The law doesn't create additional paperwork for employees. Questions can be directed to firstname.lastname@example.org.
"It impacts employees who use state funds to pay for lodging," said Heather Paris, associate vice president central finance and finance delivery. "It really focuses on general funds and state grants. This does not apply to out-of-state travel."
The law (Iowa Code 80.45A) -- which applies to all state agencies -- was passed in 2020 and impacts approximately 1,500 businesses in Iowa that pay Iowa hotel/motel taxes. If a lodging provider is not certified when state funds are used, employees will not be reimbursed for expenses.
The biggest impact will be felt by ISU Extension and Outreach staff, who frequently travel across the state, Paris said.
Airbnb and Vrbo locations must be certified because individual hosts are considered lodging providers. The law also requires compliance for conferences, meetings or banquets if the provider has lodging, regardless of whether an employee stays there.
Funds that can be used with a noncertified provider include federal sources, states other than Iowa and donations.
How to know
Determining if a lodging provider has completed certification is a mouse-click away. A website lists all certified locations across the state and is updated daily.
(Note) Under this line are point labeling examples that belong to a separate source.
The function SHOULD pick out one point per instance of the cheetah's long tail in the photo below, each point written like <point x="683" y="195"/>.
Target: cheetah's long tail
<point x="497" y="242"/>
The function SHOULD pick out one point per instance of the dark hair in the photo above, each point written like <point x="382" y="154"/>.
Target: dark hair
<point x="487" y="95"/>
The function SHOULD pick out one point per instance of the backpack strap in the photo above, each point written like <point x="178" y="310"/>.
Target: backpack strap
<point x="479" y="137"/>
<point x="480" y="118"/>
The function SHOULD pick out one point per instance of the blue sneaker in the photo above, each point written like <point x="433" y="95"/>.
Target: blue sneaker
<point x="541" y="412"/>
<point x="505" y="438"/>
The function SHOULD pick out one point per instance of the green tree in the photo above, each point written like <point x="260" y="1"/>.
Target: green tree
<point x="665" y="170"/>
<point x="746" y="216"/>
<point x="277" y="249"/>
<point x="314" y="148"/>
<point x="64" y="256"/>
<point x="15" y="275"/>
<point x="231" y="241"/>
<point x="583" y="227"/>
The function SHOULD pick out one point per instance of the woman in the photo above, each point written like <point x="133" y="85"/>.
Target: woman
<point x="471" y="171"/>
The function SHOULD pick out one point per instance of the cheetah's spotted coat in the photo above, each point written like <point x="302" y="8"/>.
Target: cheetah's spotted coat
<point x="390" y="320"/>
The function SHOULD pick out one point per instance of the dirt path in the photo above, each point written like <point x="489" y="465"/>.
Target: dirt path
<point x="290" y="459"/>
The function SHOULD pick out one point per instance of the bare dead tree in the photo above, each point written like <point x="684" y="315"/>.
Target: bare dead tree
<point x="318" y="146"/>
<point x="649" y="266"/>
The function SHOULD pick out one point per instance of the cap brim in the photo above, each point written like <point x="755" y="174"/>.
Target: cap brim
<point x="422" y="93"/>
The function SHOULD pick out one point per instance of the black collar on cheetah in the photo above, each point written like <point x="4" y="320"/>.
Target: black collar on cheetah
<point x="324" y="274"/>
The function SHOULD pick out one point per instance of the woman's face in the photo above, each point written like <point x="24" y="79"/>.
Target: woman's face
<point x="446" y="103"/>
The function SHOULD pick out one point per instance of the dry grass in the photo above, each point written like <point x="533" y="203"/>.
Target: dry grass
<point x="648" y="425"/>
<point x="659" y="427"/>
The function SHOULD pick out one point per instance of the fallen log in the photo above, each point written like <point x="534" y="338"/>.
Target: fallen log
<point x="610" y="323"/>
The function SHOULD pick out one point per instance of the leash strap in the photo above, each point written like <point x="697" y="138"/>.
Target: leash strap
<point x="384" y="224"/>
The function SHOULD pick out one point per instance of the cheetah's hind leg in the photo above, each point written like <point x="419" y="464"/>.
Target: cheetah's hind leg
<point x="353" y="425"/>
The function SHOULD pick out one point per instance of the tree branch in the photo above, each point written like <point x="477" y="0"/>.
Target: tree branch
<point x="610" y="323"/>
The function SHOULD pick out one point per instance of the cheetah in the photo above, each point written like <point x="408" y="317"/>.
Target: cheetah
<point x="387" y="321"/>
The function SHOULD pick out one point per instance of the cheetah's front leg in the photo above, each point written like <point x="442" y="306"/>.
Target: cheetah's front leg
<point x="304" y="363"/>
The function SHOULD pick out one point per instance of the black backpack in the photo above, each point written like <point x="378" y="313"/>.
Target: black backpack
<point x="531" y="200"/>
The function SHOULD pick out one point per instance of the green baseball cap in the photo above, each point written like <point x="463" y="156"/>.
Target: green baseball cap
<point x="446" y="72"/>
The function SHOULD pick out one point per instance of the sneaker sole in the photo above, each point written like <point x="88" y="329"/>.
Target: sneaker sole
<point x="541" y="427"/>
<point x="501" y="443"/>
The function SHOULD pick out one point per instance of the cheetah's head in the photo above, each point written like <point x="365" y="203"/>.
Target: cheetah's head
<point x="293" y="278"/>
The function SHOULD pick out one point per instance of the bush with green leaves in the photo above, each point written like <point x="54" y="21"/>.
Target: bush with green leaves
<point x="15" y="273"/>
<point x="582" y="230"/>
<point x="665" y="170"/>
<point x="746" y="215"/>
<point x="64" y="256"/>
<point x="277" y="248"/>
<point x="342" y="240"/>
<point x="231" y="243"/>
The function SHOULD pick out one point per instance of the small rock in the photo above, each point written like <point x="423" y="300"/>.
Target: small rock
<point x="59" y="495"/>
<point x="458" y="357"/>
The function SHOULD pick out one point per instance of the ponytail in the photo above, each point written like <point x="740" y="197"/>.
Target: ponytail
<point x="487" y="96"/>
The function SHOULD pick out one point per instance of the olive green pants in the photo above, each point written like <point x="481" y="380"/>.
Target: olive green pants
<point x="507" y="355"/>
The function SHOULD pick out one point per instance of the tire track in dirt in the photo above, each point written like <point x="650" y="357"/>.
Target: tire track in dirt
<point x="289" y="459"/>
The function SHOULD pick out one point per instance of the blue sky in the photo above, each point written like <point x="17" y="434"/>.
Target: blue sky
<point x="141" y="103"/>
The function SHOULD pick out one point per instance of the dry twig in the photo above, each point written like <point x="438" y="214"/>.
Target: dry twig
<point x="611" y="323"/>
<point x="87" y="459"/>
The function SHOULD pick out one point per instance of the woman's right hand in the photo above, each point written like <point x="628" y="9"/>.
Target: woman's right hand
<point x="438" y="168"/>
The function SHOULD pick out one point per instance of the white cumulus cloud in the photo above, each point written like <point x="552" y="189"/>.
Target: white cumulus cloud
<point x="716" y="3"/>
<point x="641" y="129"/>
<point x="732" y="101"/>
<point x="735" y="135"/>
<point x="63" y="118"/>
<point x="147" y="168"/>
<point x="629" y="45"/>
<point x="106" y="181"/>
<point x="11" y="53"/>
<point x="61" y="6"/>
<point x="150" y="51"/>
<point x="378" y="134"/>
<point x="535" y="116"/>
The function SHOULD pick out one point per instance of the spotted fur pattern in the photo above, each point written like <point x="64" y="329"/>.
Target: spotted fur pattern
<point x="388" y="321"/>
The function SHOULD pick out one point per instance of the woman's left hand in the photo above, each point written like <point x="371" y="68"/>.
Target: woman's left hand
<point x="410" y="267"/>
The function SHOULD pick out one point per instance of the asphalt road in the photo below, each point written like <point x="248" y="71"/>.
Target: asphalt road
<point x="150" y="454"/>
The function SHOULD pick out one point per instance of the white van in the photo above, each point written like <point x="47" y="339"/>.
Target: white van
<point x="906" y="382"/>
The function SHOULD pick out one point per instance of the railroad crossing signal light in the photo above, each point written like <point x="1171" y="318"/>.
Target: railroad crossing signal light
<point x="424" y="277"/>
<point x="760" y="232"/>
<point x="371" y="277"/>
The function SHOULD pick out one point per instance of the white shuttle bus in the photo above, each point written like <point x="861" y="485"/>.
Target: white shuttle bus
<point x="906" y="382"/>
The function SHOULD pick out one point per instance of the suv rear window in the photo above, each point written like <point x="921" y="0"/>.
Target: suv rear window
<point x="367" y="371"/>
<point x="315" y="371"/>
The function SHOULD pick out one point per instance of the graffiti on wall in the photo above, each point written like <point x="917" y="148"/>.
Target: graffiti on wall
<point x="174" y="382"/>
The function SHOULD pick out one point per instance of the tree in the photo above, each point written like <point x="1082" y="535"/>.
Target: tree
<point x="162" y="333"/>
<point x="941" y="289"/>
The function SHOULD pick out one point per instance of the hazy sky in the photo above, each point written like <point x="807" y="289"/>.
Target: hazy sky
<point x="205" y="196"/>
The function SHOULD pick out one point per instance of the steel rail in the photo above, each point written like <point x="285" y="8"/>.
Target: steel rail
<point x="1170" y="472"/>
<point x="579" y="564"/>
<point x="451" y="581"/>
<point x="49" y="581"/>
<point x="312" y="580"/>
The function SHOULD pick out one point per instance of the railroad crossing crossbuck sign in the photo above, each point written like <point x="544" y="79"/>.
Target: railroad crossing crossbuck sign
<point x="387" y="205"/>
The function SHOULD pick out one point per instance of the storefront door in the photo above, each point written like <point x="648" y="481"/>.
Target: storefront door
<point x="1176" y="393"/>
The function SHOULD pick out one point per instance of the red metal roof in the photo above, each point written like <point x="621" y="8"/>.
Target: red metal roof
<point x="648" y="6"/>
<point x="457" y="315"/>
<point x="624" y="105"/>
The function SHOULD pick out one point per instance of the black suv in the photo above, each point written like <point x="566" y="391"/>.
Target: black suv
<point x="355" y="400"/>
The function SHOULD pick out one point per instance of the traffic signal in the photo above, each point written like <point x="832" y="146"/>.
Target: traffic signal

Procurement services is contacting all lodging providers the university has contracts with to encourage compliance. Employees who do not see their desired location on the certification list are asked to contact it and encourage compliance before making a reservation.
The online training for employees of lodging providers began in December and is available 24/7. It consists of watching a video in English or Spanish before completing a test. Once every employee has passed the test, the state sends a certificate that providers are asked to prominently display.
All employees of the lodging provider must pass the test before certification can happen, Paris said. "Being up against the holidays made it a bit of a challenge to get to all of their employees, but more locations are being added every day," she added.
About 270 lodging providers are certified, including the Gateway Hotel and Conference Center in Ames, which the university often uses when hosting guests.
All procurement/expense specialists are being trained on the new law and are responsible for reviewing expense reports to ensure compliance.